Гермиона положила деньги на барную стойку:

— Госпожа Розмерта, налейте мне выпить. Чего-нибудь покрепче.

— Тогда джин.

Розмерта поставила перед Гермионой стакан:

— Празднуешь освобождение? А почему в одиночестве?

— О нет. Пытаюсь залить горе. Меня же признали виновной.

— Тогда точно джин. Помогает от всех проблем.

— У меня проблем очень много.

Розмерта поставила на стойку бутылку.

Гермиона отхлебнула из стакана желтоватую горькую жидкость. Горло обожгло, и она закашлялась.

— Пей, пей. Джин помогает. Завтра голова у тебя будет болеть так, что обо всем другом забудешь.

Гермиона усмехнулась. Но бутылку не взяла. Впрочем, Розмерта сказала правду, и наутро Гермиона думала только о том, как бы слезть с кровати и напиться воды. Все проблемы казались пустяком по сравнению с тем, как болела голова.

 

Глава вторая

 

То, что в дверь стучали и разбудил ее именно этот стук, Гермиона поняла лишь спустя пару минут.

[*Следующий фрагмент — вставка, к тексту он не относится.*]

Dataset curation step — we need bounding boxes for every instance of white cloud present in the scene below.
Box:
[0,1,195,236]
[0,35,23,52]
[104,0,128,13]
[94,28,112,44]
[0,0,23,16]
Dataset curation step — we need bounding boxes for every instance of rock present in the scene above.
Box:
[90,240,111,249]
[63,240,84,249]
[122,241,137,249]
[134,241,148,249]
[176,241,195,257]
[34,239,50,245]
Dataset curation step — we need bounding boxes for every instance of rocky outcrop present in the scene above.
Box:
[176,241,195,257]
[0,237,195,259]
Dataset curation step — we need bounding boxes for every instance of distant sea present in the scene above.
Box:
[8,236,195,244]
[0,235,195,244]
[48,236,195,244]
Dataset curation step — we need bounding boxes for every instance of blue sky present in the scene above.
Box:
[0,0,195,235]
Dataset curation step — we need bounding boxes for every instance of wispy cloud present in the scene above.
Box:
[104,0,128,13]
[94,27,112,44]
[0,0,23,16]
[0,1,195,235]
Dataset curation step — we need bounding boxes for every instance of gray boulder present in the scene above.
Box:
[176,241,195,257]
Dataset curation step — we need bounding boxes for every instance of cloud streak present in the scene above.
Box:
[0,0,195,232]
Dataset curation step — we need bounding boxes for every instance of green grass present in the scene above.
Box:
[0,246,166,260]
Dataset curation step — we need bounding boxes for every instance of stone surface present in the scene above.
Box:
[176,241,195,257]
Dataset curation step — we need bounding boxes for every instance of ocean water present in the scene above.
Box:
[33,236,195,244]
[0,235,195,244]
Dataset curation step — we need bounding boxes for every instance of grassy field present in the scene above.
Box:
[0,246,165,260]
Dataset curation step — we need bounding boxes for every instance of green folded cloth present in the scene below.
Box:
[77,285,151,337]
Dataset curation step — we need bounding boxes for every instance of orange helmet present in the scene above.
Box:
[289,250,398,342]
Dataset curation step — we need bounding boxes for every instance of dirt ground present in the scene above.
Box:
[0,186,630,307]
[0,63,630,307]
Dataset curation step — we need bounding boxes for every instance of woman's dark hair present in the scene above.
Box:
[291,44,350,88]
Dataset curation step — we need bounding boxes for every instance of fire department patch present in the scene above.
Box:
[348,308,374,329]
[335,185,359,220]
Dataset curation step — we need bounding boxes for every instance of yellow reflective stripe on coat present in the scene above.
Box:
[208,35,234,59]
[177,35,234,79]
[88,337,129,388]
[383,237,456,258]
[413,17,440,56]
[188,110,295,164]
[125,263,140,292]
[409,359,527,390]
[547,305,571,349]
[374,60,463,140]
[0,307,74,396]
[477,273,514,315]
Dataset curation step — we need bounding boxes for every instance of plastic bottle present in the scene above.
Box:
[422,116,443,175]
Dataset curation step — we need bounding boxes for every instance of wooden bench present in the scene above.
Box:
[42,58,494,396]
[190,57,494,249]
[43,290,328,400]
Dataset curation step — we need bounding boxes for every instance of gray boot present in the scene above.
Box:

С трудом добравшись до двери, она открыла ранним визитерам, даже не спросив, кто там.

На пороге стоял Невилл Лонгботтом. Одетый с иголочки, причесанный, гладко выбритый. Гермиона смутилась. Проспав ночь в одежде, лохматая и не умытая, она, должно быть, выгляделаужасно. «И от меня несет перегаром…» А Невилл пах так же, как и выглядел — великолепно.

«Ничего. Буду дышать в строну».

— Здравствуй. А я принес тебе аспирин.

— Спасибо.

«Он знает о приговоре Визенгамота. И о том, что целебные зелья не смогут мне помочь. И о том, что я напилась. Ну и хорошо. Буду дышать прямо на него!

Мы три года не виделись. На суде он не был. Зачем он пришел, так, вдруг?»

— Я пришел предложить тебе работу. Сначала — три галеона в неделю, но работа сдельная. Сможешь зарабатывать и больше. Проживание и питание — бесплатно.

— Мне не нужна благотворительность, — твердо сказала Гермиона, запив таблетки водой.

— Я не занимаюсь благотворительностью. У меня своя фирма. Сейчас на меня работают четыре девушки. Но нужно расширять дело. Ты умна, аккуратна. И тебе нужна работа, — просто ответил Невилл.

— Я должна подумать.

— О чем? — неожиданно резко произнёс Невилл. Даже когда Лонгботтом сидел, он казался Гермионе огромным. Высокий, широкоплечий, холеный. Определённо, он занимал собой очень много пространства.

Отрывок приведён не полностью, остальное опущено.